Drawing quietly closer he realised that the light was a reflection of their own candle from a mass of gold. Weapons, armour, rings and jewels were piled to the ceiling like a miser’s dream. It was said the witches had collected tribute and plunder for a thousand years. It seemed too short a time to collect such a hoard.
‘How many have died to reach here?’ he said, as much to himself as to the woman, and then almost laughed. For most of his life he would have rejoiced in this, taken all he could and returned in glory. Not now. He hardly understood the purpose of riches any more. Jewels were called the tears of Freya, after the goddess who was said to weep them. He had thought it just a story for winter. But now he saw that tears and precious things have their fates tightly bound.
He touched a byrnie and a shield. Both were dull with age but very finely made and in good repair. The woman shook her head. She meant, he thought, that he would not need them for the battle he was to face. Something though — intuition or just the desire to die as he had lived, in war gear — came over him. In all his lonely meditations and nightmares of regret, some simple warrior’s habits had proved unshakeable. In an uncertain situation he would take whatever advantage he could. He put on the byrnie, found a gilded iron helmet to fit him and took up a splendid shield that bore the sign not of the wolf but of the raven. Odin’s sign.

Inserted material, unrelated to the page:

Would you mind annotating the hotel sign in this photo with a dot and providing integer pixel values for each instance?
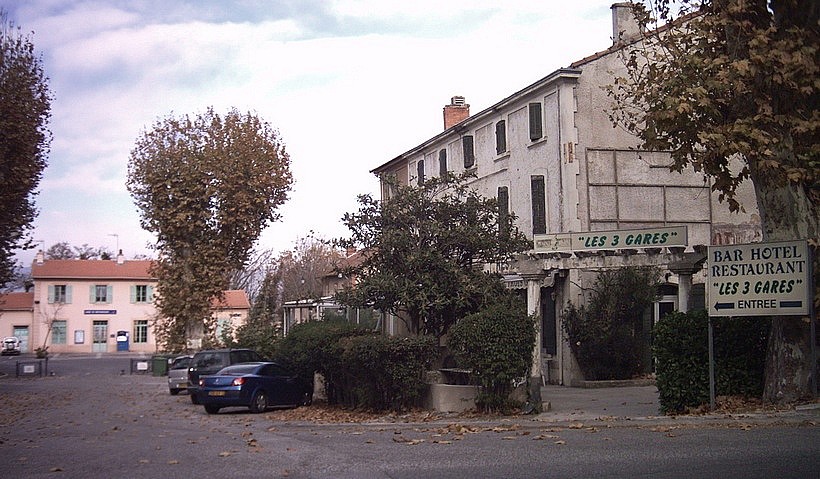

Saitada set her candle on the floor, sat on the most comfortable stone she could find and watched him dress. She said that word again under her breath: ‘Death.’
There was movement in the mouth of a tunnel. Authun’s sword was out, liquid in the candlelight. There was another movement in a tunnel to his left. Then she was in front of him, not three paces away. It was a girl, a wasted and haggard child, dressed in a long and bloody white shift. In her hand was a broken spear shaft, the end burned in a fire until it was a wicked tapering shard, a blackened needle.
Authun had only ever seen her face twice before and then only in glimpses. But he recognised her — she was thinner and madder and starved and white but he recognised her. The necklace at her throat burned with all the colours of war. She was the witch queen.